I have returned from Cosyne; apologies for the cessation in updates but the wifi during the second half of the conference was entirely nonfunctional. I’ll have a post about the rest of the conference in a day or two.

On the blogs

The scientific case for P≠NP. Basically it boils down to, it’s likely (aka Bayesian inference.)

The Tarsier (via Noah Gray)

The future is here, and it is weird

If correlation doesn’t equal causation, then what does? A reminder that we have Bayes networks

What neuroscience is learning: an array of links on free will, neurophilosophy, consciousness, and more

Terrance Tao and the Navier-Stokes. Thinking of fluids like a computer

The trouble with Oxytocin. Extracting it is more complicated than you think

Matlab Information Theoretical Estimators toolbox

Science takes on a silent invader. Mussels!

For other days (as they appear): 1, 2, 4

How do genes contribute to complex behavior?

Cosyne seems to have a fondness for inviting an ecogically-related researcher to remind us computational scientists that we’re actually studying animals that exist in, you know, an environment. Last year it was ants, this year deer mice.

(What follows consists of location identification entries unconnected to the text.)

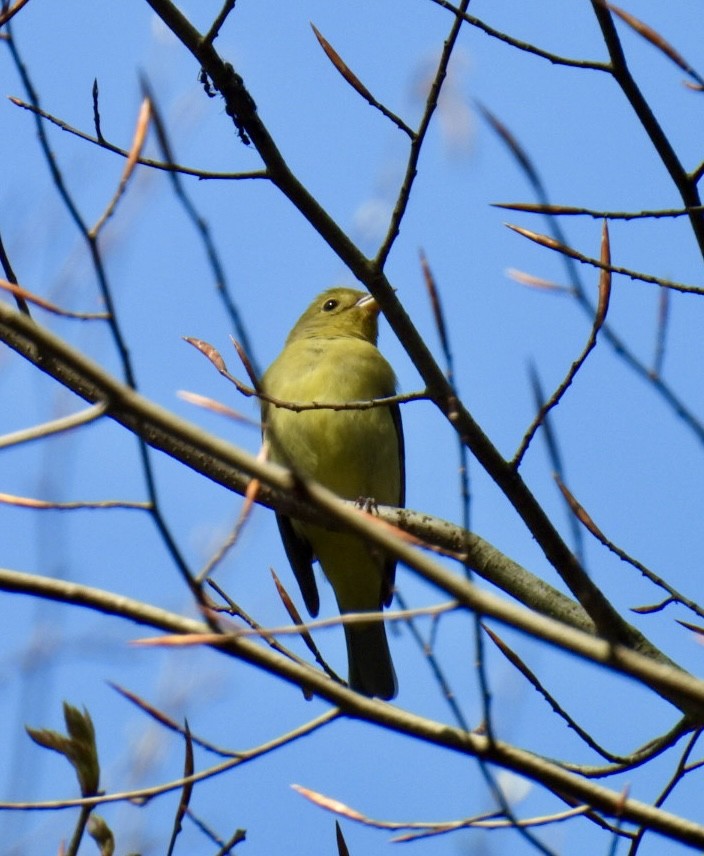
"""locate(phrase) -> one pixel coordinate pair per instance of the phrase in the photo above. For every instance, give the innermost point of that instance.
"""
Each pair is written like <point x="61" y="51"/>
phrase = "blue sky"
<point x="632" y="463"/>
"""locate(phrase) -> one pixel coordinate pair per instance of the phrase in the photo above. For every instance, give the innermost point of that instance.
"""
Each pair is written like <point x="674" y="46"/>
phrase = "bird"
<point x="330" y="356"/>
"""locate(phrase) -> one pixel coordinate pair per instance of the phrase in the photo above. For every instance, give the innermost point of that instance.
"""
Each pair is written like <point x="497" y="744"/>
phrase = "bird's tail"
<point x="371" y="671"/>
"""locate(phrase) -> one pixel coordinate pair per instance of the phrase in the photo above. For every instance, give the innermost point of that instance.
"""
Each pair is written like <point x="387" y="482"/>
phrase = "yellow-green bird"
<point x="330" y="356"/>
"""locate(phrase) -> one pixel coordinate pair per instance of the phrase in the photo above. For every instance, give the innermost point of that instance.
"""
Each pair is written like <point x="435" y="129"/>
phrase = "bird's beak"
<point x="368" y="304"/>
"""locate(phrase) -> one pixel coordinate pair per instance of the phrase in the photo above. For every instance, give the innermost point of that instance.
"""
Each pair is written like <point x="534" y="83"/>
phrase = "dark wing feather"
<point x="300" y="555"/>
<point x="387" y="587"/>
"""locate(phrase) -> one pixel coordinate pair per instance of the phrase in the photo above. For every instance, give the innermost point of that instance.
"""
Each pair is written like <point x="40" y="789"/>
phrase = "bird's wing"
<point x="389" y="576"/>
<point x="300" y="555"/>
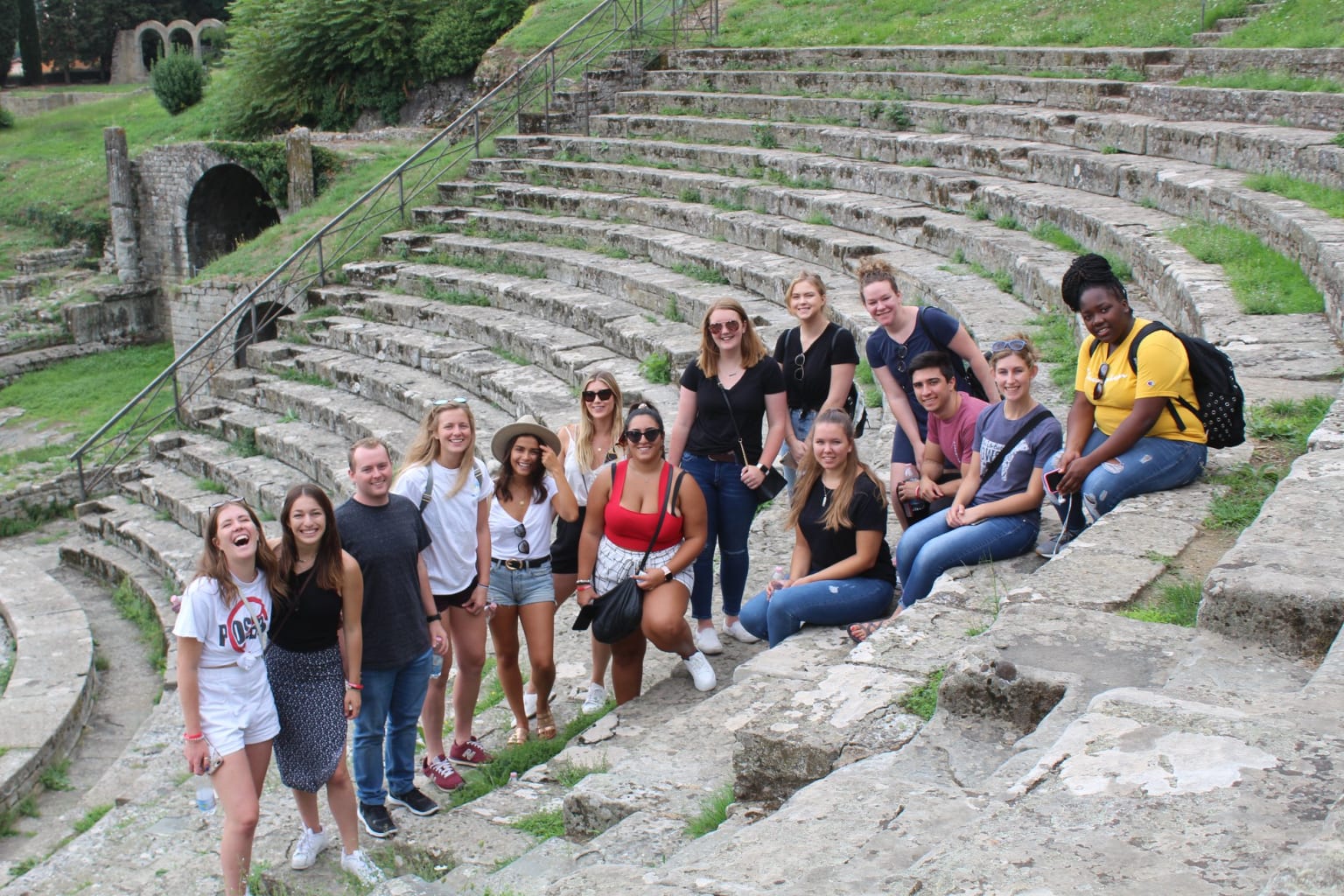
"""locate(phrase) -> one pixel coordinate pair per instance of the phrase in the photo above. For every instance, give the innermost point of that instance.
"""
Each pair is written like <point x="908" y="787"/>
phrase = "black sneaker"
<point x="376" y="820"/>
<point x="416" y="802"/>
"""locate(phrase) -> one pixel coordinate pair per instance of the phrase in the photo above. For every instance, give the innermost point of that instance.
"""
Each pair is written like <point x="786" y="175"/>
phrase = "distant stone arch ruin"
<point x="228" y="206"/>
<point x="136" y="49"/>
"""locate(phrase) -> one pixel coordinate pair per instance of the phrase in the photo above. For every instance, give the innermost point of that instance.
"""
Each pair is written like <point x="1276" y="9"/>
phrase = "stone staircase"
<point x="1060" y="723"/>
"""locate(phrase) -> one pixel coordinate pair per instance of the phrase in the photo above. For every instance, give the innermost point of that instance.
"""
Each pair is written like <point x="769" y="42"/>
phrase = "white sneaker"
<point x="308" y="848"/>
<point x="707" y="641"/>
<point x="361" y="866"/>
<point x="741" y="633"/>
<point x="702" y="673"/>
<point x="596" y="699"/>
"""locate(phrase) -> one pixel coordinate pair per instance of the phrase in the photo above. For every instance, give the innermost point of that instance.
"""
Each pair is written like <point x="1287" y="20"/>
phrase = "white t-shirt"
<point x="451" y="557"/>
<point x="507" y="546"/>
<point x="225" y="632"/>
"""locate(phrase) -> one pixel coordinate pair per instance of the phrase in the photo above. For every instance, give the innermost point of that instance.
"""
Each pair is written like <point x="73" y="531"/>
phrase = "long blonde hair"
<point x="809" y="476"/>
<point x="588" y="426"/>
<point x="425" y="448"/>
<point x="752" y="349"/>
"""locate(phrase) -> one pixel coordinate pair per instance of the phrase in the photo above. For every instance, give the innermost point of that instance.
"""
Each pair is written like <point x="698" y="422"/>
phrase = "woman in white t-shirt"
<point x="226" y="700"/>
<point x="451" y="485"/>
<point x="529" y="492"/>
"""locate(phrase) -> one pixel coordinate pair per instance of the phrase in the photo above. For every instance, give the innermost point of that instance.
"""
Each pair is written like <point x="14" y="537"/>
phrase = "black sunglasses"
<point x="1101" y="383"/>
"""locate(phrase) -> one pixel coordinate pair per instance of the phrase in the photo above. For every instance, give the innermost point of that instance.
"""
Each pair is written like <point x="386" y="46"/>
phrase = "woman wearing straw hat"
<point x="529" y="492"/>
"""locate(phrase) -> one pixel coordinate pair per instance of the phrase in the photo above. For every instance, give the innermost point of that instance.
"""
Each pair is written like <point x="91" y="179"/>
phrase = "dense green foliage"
<point x="179" y="80"/>
<point x="324" y="62"/>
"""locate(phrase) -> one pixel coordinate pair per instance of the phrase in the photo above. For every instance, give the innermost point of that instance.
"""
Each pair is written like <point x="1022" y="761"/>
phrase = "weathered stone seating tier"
<point x="1160" y="101"/>
<point x="1156" y="63"/>
<point x="52" y="682"/>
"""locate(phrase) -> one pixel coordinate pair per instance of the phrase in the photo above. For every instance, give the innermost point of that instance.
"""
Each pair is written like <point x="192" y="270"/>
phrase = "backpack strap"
<point x="1016" y="437"/>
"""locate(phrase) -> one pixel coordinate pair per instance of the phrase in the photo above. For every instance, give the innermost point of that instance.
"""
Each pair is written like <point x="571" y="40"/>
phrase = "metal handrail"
<point x="586" y="42"/>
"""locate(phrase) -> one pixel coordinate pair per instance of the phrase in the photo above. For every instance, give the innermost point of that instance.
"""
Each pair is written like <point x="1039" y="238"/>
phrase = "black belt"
<point x="522" y="564"/>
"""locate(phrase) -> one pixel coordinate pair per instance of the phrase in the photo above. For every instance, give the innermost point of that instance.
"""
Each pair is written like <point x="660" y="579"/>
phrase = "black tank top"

Hopi Hoekstra gave an absolutely killer talk on a fairly complex behavior that is seen in deer mice: house building! Or rather, nest building. These mice will burrow to make a stereotyped nest with an entrance tunnel, a small nest, and an escape hatch that doesn’t quite make it to the surface (see below). But not every species of deer mouse builds their nest in precisely the same way. Only one (peromyscus) will build escape tunnels. Most will only make small little entrance tunnels (and possibly no nest?). Some don’t seem to dig at all. What causes this difference?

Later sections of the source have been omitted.